Bons hábitos nunca desaparecem

Edmir Kuazaqui

Lembro que a minha infância foi povoada por muitos itens, como as bolinhas de gude, a coleção de miniaturas de carros Matchbox, das revistas Vrum, Gibi Semanal e da Cripta, que povoavam o imaginário das pessoas na época. Das coleções, inesquecíveis eram as dos álbuns de figurinhas que eram devidamente coladas com cola Tenaz.
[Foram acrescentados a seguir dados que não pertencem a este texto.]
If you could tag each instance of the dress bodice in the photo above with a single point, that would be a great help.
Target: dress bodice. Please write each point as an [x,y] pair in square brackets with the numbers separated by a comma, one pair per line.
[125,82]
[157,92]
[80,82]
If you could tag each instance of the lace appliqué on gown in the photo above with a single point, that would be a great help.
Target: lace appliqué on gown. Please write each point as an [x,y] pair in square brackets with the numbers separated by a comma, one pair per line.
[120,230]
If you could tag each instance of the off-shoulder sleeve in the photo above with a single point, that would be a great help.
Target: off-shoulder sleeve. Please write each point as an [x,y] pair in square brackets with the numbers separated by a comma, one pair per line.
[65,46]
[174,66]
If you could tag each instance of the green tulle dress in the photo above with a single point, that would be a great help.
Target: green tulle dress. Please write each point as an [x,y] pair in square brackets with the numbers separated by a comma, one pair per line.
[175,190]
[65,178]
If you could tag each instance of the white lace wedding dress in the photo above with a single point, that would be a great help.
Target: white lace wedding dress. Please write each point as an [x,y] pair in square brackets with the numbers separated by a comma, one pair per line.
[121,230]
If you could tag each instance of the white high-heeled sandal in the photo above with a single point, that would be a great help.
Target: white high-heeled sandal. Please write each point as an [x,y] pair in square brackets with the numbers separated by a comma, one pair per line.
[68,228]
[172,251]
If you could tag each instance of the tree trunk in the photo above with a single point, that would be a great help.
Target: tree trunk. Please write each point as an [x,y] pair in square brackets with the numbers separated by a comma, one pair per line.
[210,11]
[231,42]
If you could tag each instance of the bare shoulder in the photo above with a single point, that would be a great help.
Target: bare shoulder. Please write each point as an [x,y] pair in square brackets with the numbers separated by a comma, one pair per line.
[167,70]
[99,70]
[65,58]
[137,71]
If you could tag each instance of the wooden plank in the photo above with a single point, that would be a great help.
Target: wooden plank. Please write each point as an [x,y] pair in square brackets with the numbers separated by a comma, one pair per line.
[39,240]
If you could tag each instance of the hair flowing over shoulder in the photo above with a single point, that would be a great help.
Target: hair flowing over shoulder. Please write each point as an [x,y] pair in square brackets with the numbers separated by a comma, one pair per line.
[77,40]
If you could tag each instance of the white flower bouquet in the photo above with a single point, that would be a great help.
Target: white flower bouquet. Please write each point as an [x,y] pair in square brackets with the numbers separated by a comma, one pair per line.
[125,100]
Os conteúdos eram diversos, indo de atores e atrizes de cinema, seriados, jogadores de futebol e animais, personagens de histórias em quadrinhos, entre outros, que levavam as crianças a comprarem com as suas pequenas “mesadas” alguns envelopes e tentavam trocar as figurinhas repetidas por outras com colegas, ou as disputarem “no bafo”. Até figurinhas de metal foram lançadas na época. Junto com os “quadrados” colados com cola à base de farinha de trigo eram as diversões das crianças na época.

Curiosamente, próximos à Copa do Mundo a ser sediada no Brasil, tenho visto inúmeras pessoas, alunos inclusive, voltarem a este antigo hábito de colecionar figurinhas. Curioso, pois as novas gerações geralmente utilizam seu tempo com formatos mais galgados na tecnologia, em atividades de grupo e o “colar figurinhas” (mesmo que sejam autoadesivas) são atividades estritamente individuais. Entretanto, embora o formato não seja novo, a tecnologia de trocá-las é bastante atual: por meio de aplicativos, é possível informar e localizar pessoas que tenham as figurinhas necessárias para trocar as repetidas.
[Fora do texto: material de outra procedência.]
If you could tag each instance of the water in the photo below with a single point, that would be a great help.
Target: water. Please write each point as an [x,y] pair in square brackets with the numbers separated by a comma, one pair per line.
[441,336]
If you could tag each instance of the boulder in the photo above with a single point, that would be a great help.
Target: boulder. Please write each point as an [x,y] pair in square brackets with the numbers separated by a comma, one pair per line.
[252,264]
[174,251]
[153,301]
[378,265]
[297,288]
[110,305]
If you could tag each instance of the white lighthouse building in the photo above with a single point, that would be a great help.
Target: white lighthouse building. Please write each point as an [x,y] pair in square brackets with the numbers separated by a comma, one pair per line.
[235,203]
Andando pela periferia da cidade, atentei com surpresa, com crianças brincando com bolinhas de gude. Na infância, também colecionava as referidas bolinhas de cores e tamanhos diferentes e a grande diversão eram os combates entre os participantes com as suas bolinhas de gude. Já fazia um bom tempo que não presenciava um combate com bolinhas de gude e voltei para a minha infância.

Bons hábitos então, nunca desaparecem; podem mudar de formato ou linguagem, mas se geram algo construtivo e positivo, sempre podem ser praticados, desde que adaptados às novas gerações, realidades e cenários. Lembro que já adolescente, uma boa alternativa de diversão para todos, inclusive famílias, eram os rodízios de pizza que proliferaram rapidamente no curto prazo, mas que desapareceram e atualmente não faz mais sentido existirem como negócio isolado, pela massificação, alta concorrência, bem como de alternativas mais interessantes de diversão. Olhar para o passado e depois para o futuro pode fornecer no presente interessantes insights de ideias, produtos e serviços remodelados às novas realidades que constantemente vão evoluindo no sentido de atender demandas cada vez mais complexas.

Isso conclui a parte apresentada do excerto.